Prove the statement by the Principle of Mathematical Induction: $2+4+6+\ldots+2n = n^2+n$ for all natural numbers $n$.

(N/A) Let $P(n): 2+4+6+\ldots+2n = n^2+n$.
Step $1$: For $n=1$,$L.H.S. = 2$ and $R.H.S. = (1)^2+1 = 2$.
Since $L.H.S. = R.H.S.$,$P(1)$ is true.
Step $2$: Assume $P(k)$ is true for some natural number $k$,i.e.,$2+4+6+\ldots+2k = k^2+k$.

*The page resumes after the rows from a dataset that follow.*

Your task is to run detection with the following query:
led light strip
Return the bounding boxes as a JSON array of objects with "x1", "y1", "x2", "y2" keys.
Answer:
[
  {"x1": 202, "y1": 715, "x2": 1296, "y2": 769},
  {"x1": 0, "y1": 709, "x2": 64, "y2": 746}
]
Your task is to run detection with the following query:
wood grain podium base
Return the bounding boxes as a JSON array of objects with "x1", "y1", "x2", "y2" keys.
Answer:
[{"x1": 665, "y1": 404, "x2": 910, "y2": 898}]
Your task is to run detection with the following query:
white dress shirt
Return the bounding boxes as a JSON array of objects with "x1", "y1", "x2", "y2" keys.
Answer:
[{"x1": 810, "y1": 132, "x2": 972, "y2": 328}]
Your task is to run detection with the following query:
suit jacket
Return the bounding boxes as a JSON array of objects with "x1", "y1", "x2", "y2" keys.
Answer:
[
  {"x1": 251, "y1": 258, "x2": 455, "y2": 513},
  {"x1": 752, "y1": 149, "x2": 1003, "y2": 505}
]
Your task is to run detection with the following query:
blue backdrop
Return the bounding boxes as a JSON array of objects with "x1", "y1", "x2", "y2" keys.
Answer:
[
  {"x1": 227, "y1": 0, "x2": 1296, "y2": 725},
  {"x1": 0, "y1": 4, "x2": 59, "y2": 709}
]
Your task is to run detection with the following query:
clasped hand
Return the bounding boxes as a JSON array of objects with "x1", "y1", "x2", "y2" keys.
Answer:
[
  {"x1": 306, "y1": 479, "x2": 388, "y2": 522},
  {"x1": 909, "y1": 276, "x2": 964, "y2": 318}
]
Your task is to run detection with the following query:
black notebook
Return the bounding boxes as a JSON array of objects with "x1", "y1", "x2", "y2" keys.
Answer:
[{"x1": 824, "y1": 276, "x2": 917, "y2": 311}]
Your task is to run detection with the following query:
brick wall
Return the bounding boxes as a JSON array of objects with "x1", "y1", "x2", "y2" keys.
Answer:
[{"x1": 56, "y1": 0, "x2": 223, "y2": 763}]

Step $3$: For $n=k+1$,we need to show $P(k+1): 2+4+6+\ldots+2k+2(k+1) = (k+1)^2+(k+1)$.
$L.H.S. = (2+4+6+\ldots+2k) + 2(k+1)$
$= (k^2+k) + 2k+2$
$= k^2+3k+2$
$= (k^2+2k+1) + (k+1)$
$= (k+1)^2 + (k+1) = R.H.S.$
Thus,$P(k+1)$ is true whenever $P(k)$ is true.
By the Principle of Mathematical Induction,$P(n)$ is true for all $n \in \mathbb{N}$.